Inferring </p> tags would be is easy. Well... at least the SGML standard says
how to do it in a way that's consistent with current practice in HTML.
It's the start tags (<p>) that cause trouble.
>When we get to a point where we support stylesheets (PLEASE!) it is of
>extreme importance to consider <p></p> a container. Without this, it is
>not possible to assign stylistic attributes to a contained element.
Counter-argument: The MidasWWW browser had a really nifty stylesheet-based
hypertext widget set, and it grokked empty P elements just fine. Something
like:
*HTML*BODY.font: ...
*HTML*BODY*P.breakBefore: True
*HTML*BODY*P.breakAfter: True
>Current practice suggests that <p> is not a container at all, it is a
>logical break -- or it is considered as a container with no contents.
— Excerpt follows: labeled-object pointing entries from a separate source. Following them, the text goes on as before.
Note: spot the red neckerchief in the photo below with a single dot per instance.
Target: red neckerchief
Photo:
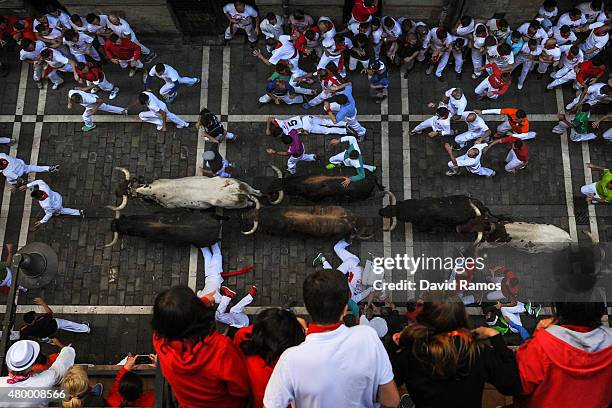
(322, 328)
(15, 378)
(579, 329)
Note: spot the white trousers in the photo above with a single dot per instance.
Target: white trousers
(213, 267)
(165, 89)
(105, 107)
(512, 162)
(236, 316)
(350, 265)
(462, 138)
(68, 325)
(484, 88)
(339, 159)
(323, 126)
(156, 119)
(293, 161)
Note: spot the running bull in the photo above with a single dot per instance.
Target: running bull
(196, 192)
(178, 227)
(316, 186)
(316, 221)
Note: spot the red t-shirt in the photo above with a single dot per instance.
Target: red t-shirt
(523, 153)
(259, 372)
(209, 373)
(124, 51)
(115, 399)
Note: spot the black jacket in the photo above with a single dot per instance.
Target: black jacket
(495, 365)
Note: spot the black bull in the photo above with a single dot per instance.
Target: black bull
(178, 227)
(435, 213)
(316, 185)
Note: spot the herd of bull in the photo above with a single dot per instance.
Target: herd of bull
(184, 221)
This
>is the behavior of available browsers, as I understand them.
Agreed.
>---------------------Example---------------------
><body>
>This is text with no container. (1)
><p>
>Perhaps this is text in a <p> container. (2)
><p>
>Hmmm... no </p> associated with the previous <p>! Do we assume that there
>was to be one, or do we treat <p> as a break? (3)
></body>
>-------------------------------------------------
>
>The principles behind SGML -- and by its lineage, HTML -- are to markup
>the structure of the document.
>In the previous example, what is the text associated with (1)? It is
><body> text or <p> text?
It is straightforward to construct DTD's where (1) is content of
the BODY element. The draft-iiir-html-01 version of the html DTD
did this. My recent html version 1.7.2.4 also does this.
I think it is impossible to construct a DTD where (1) is the
content of a P element without doing stuff like "The first
element of a BODY element must be a P."
> And if we build stylesheets which allow logical
>elements within the document to have their own stylistic "hints", which do
>we apply to (1)?
Body.
The declarations
<!ELEMENT BODY O O (#PCDATA|P|OL|UL|DL|H1...)>
<!ELEMENT P - O EMPTY>
are consistent with current practice.
I have considerable evidence to back that claim.
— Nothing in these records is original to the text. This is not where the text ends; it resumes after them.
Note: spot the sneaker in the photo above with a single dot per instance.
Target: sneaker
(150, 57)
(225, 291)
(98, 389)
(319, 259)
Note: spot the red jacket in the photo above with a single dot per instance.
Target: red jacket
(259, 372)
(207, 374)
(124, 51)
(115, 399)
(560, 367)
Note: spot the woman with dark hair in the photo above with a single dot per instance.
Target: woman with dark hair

Parsing extant documents relative to delcarations like
<!ELEMENT BODY O O (P|UL|OL|...) -- no #PCDATA -->
<!ELEMENT P - O (%htext)+>
results in errors.
If there is sufficient motivation to change all the documents out
there to move #PCDATA out of BODY and into a subordinate paragraph
element (which I agree is a good idea), why not call give that
element a new name like PP while we're at it?
Dan